Some of the roundabouts have three lanes, many have four or five exits, and just as soon as you think you’ve figured out which lane you’re supposed to be in as you approach the monstrous circle, you navigate the turn to realize you’re now smack-dab in the middle of yet another roundabout!
These double-roundabouts were a true nightmare, and I’m just trying my best to block the trauma from my memory, as I’m sure the poor drivers who had to share the road with me are as well. To them, I offer my deepest apologies— I frankly didn’t know what the heck I was doing.
But the roundabouts and the passing lanes were nothing compared to the narrow streets, many of which were flanked by giant mounds and hedges on either side (presumably predating the motorcar, and acting as a simple way to divide up the land).
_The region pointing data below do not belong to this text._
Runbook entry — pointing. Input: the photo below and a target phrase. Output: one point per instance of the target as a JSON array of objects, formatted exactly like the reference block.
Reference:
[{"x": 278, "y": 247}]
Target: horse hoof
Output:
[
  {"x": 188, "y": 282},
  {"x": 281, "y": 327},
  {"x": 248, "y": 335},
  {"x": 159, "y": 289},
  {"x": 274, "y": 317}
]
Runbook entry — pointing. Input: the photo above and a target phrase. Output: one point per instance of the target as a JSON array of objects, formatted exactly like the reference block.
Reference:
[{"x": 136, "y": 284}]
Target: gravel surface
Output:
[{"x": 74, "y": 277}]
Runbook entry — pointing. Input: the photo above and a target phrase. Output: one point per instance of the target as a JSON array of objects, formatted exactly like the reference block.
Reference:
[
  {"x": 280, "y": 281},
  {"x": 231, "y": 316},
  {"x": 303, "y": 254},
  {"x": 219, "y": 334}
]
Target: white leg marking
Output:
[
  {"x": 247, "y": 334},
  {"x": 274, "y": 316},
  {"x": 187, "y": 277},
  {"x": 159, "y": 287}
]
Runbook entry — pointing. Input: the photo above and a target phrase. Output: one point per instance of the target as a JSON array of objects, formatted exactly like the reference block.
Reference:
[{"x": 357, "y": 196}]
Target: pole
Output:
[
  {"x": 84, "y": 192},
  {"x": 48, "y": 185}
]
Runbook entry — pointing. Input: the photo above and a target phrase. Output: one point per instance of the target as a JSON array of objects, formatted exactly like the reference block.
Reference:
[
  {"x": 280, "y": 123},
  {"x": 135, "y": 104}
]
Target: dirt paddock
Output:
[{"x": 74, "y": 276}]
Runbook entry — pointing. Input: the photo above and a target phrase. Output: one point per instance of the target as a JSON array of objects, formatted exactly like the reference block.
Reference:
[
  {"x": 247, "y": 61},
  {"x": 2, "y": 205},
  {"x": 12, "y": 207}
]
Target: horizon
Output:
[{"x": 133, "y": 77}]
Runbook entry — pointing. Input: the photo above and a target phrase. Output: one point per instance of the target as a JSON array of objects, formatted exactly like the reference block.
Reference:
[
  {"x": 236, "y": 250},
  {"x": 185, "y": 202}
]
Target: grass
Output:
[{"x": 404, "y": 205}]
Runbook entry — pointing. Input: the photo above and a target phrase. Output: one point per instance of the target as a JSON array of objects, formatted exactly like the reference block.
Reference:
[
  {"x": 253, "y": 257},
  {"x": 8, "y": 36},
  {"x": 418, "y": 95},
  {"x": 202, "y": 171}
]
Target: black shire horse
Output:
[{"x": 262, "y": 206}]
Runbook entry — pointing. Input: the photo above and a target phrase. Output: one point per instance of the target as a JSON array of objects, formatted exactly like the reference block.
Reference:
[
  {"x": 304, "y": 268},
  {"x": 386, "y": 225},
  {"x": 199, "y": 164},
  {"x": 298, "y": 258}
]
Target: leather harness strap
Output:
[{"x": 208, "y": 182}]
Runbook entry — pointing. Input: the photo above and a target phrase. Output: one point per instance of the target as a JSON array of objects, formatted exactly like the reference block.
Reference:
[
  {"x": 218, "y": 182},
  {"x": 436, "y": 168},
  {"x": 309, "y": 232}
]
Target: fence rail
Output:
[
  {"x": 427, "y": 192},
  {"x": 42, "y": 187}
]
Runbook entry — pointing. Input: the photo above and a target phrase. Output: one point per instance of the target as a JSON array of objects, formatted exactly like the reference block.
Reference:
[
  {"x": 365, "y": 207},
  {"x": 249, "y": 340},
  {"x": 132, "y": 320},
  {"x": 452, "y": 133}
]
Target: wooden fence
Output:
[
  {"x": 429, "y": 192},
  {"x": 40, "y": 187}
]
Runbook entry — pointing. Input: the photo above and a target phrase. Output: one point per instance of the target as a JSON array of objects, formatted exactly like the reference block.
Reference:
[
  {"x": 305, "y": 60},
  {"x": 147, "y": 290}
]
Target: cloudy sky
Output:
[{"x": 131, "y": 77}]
Yes, that street above is a two-lane road. And so is this one:
And this one:
When you inevitably find a car coming in your direction, one of you is going to have to pop the car into reverse and try to find a little outcrop in the hedge to slide into, but even then, squeezing the two cars past each other likely to claim a wing mirror.
These pictures don’t even show the worst of it. There were much narrower, sketchier streets, many of which were so small, even fitting our Citroen Cactus between the hedges required us to jeopardize the paint on both sides of the car as the plants scraped along the clear coat.
Much like how you should never look at a full glass of tea while you’re walking to your table (lest you spill it), I found that squeezing past cars on narrow streets was best done by focusing ahead and not on the car or the hedge on the left. Just look forward, shoot the gap, and pray that the car gods will spare your little rental car from deep scratches.
Parking also took a few years off my life, and not just because I’m awful at parallel parking. No, finding my way into a spot wasn’t nearly as tough as getting out of one after the cars in front and behind had gone, and been replaced with vehicles that left only a few angstroms of space for me to 1,000-point maneuver out of my spot.
Between getting used to the passing lane on the right, the tight parking spots, the confusing turning circles and the absurdly narrow streets, driving in England left me older, wiser and grateful to still be alive.
The good news of all this was that roads in England are well kept and feature awesome swooping twisties, gorgeous scenery and speed limits that can seem almost too high for some roads (I wasn’t complaining).
Better still is the fact that, at least where I was in southwest England, the drivers are fantastic, putting up with my utter stupidity with nary a honk.